Parce qu’exister, c’est très largement, pour des motifs contingents, se retrouver jeter ici ou là, nous n’avons pas de contrainte éthique ou morale à intervenir lorsque nous sommes en désaccord avec le monde tel qu’il va ou avec les systèmes qui s’y mettent en place. Nous n’avons pas choisi notre lieu et notre date de naissance, nous n’avons pas choisi d’être là où nous sommes, de voir ce que nous voyons, d’être pris dans tel ou tel dispositif de pouvoir, en sorte qu’aucune obligation à nous engager ne pèse sur nous. Il n’y a pas de responsabilité ontologique envers ce qui arrive dans le monde.
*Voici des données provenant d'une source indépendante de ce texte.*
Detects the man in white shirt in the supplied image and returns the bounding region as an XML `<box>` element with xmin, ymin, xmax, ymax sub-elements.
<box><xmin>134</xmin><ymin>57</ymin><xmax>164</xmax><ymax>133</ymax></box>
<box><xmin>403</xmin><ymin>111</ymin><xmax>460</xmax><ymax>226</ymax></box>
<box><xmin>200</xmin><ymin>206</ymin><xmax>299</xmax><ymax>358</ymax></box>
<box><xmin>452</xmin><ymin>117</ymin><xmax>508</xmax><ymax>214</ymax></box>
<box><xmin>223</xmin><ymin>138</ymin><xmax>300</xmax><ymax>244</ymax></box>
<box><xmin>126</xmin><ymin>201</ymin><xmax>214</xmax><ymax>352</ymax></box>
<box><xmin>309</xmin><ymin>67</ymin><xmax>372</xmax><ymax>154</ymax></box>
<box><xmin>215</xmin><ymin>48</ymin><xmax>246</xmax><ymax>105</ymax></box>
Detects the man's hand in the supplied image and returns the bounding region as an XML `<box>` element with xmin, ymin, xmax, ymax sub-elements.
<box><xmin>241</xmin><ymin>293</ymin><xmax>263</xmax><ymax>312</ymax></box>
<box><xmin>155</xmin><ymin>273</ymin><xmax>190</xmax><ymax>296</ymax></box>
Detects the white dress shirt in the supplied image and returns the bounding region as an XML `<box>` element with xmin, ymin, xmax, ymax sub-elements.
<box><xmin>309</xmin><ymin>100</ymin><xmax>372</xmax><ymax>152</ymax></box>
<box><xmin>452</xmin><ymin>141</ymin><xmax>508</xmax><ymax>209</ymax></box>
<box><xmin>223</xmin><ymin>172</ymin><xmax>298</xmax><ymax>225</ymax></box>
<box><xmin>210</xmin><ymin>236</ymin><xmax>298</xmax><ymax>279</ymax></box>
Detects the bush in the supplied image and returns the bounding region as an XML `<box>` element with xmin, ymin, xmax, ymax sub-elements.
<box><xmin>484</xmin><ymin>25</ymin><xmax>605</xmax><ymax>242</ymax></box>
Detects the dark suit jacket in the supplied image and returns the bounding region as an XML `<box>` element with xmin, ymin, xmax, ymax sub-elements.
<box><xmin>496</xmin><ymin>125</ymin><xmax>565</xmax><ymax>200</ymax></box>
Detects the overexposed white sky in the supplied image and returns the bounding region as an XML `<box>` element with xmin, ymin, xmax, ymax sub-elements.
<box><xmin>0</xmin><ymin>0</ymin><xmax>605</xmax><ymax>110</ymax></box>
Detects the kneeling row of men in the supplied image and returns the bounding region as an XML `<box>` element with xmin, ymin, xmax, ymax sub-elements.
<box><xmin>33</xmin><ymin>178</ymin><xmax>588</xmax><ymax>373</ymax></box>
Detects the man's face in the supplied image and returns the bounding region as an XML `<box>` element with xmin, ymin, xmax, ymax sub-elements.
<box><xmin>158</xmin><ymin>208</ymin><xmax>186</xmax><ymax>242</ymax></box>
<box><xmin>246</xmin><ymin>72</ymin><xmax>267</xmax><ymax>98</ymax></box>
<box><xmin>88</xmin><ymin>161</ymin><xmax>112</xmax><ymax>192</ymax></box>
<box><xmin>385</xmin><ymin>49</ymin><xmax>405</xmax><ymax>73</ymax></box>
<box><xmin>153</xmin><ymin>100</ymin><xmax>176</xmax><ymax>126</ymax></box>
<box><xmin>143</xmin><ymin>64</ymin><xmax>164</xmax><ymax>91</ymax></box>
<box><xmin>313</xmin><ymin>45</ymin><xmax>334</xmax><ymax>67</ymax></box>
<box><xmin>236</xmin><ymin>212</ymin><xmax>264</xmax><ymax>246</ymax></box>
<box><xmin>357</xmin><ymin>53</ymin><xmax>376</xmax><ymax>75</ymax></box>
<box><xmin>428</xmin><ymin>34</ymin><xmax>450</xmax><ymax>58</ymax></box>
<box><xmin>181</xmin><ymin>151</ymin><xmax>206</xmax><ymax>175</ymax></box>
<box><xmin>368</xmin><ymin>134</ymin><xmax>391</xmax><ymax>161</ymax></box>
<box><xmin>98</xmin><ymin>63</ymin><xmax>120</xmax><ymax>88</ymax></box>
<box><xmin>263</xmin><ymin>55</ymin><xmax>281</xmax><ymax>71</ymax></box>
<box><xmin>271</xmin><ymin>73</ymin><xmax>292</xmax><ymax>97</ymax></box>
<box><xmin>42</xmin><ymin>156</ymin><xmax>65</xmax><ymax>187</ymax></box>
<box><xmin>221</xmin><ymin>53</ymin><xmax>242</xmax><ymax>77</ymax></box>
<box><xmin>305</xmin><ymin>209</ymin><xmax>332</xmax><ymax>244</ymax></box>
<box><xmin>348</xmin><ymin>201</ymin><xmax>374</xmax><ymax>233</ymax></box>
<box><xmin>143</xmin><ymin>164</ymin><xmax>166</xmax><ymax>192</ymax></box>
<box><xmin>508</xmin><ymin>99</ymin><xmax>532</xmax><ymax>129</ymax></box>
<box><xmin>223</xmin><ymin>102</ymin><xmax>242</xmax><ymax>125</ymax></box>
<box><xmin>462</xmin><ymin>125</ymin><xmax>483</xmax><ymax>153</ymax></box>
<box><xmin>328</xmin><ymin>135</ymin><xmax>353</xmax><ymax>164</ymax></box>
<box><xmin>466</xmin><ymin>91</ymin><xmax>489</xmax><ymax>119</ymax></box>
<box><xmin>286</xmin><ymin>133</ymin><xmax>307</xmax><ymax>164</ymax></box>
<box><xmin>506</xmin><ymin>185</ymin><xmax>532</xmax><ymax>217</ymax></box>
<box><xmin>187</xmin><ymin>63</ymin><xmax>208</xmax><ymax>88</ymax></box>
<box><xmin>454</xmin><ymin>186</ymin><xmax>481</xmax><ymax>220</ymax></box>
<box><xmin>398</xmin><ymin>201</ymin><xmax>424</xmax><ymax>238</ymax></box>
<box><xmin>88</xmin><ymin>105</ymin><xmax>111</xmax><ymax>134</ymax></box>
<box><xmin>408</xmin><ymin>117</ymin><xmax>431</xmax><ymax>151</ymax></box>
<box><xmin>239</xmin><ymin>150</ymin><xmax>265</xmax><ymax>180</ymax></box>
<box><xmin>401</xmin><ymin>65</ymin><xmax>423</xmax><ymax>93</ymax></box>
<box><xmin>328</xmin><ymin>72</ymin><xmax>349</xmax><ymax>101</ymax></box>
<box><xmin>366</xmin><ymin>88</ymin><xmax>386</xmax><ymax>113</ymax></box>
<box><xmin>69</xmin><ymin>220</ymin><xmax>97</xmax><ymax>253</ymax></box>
En revanche, sitôt que l’on écrit, sitôt que l’on prend la décision de publier, de chercher, de créer, tout change. Se lancer dans de telles activités suppose d’avoir décidé, plus ou moins consciemment, à un moment ou à un autre, de faire partie des producteurs d’idées, de faire circuler des discours, et donc de contribuer à façonner le cours du monde. Par conséquent, à ce moment-là, nous avons choisi de nous engager. Nous sommes engagés dans quelque chose. Et là, nous ne pouvons plus reculer et nier la dimension politique de notre action.
Geoffroy DE LAGASNERIE, Penser dans un monde mauvais, Paris, PUF, Coll. « Des mots », 2017, pp. 11-12.